1.
pH
One of the
functions of the kidney is to help maintain acid–base balance in the body. To
maintain a constant pH (hydrogen ion concentration) in the blood (about 7.40),
the kidney must vary the pH of the urine to compensate for diet and products of
metabolism. This regulation occurs in the distal portion of the nephron with
the secretion of both hydrogen and ammonia ions into the filtrate, and the
reabsorption of bicarbonate. If sufficient hydrogen ions (H+) are
secreted into the tubule, all of the bicarbonate present will be reabsorbed,
but if fewer H+ are secreted into the tubule, all of bicarbonate
present will be reabsorbed, but if fewer H+ are secreted or if an
excess of bicarbonate is present, some of the bicarbonate will be excreted in
the urine. The continued secretion of H+ after all bicarbonate has
been reabsorbed will drop the pH of the filtrate and result in acidic urine.
The secretion
of H+ in the tubule is regulated by the amount present in the body.

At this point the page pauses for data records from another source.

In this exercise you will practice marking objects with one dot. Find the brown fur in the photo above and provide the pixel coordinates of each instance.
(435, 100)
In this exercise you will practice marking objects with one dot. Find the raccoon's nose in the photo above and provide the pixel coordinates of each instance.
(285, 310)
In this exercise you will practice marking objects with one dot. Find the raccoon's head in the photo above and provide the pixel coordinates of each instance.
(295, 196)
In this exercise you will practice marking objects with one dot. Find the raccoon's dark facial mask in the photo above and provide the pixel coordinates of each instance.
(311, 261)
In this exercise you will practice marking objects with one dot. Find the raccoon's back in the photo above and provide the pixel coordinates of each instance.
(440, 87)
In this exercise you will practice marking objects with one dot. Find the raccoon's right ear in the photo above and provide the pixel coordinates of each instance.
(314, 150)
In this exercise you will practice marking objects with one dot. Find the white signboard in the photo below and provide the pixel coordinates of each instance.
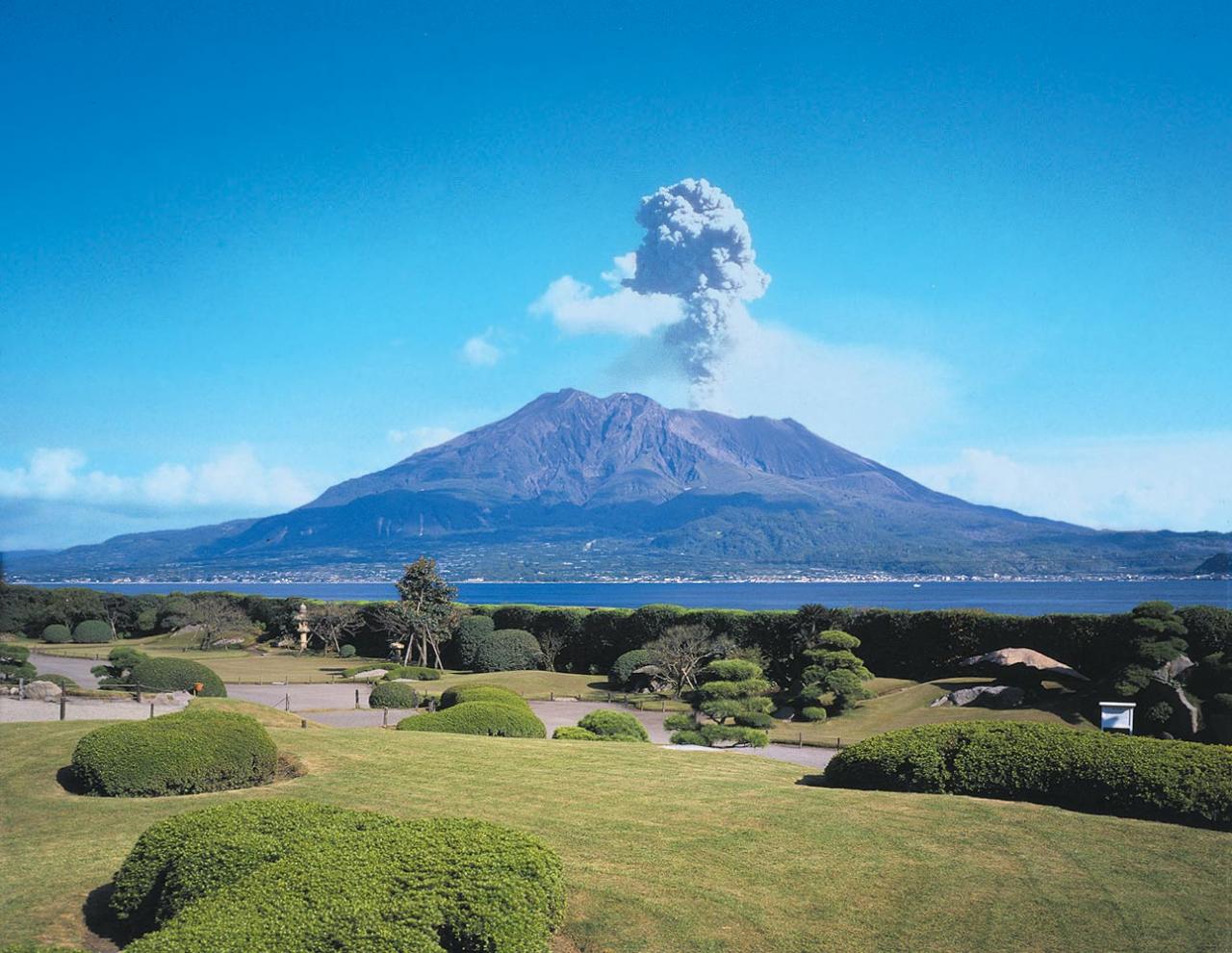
(1116, 715)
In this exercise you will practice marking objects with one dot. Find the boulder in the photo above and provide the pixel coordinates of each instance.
(43, 690)
(984, 697)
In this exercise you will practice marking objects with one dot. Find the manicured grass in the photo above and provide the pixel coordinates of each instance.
(902, 703)
(679, 851)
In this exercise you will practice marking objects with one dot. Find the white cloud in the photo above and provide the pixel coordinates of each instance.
(1178, 482)
(480, 351)
(419, 438)
(234, 477)
(577, 310)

If there is an excess of acid in the body (acidosis), more H+ will
be excreted and the urine will be acidic. When there is an excess base in the
body (alkalosis), less H+ will be excreted and the urine will be
alkaline. The hydrogen ions in the urine are excreted as either free H+,
in association with a buffer such as phosphate, or bound to ammonia as ammonium
ions. The pH of the urine is determined by the concentration of the free H+.
Because pH is
the reciprocal of the hydrogen ion concentration, as the H+
concentration increases, the pH decreases or becomes more acidic. As the H+
concentration decreases, the pH increases or becomes more alkaline. The pH of
the urine may range from 4.6 to 8.0 but averages around 6.0, it is usually
slightly acidic. There is no abnormal range as such, since the urine can
normally vary from acid to alkaline.
Method of determination
All brands of
dipstick uses the same two indicators: methyl red and bromthymol blue, and
measure a range of pH from 5.0 to 8.5.
Most
manufacturers recommend that the pH be read immediately as this will prevent
misreading due to “run–over” effect. This term is used to
describe what happens when excess urine is left on the stick after dipping, and
so the acid buffer from the reagent in the protein area runs onto the pH area.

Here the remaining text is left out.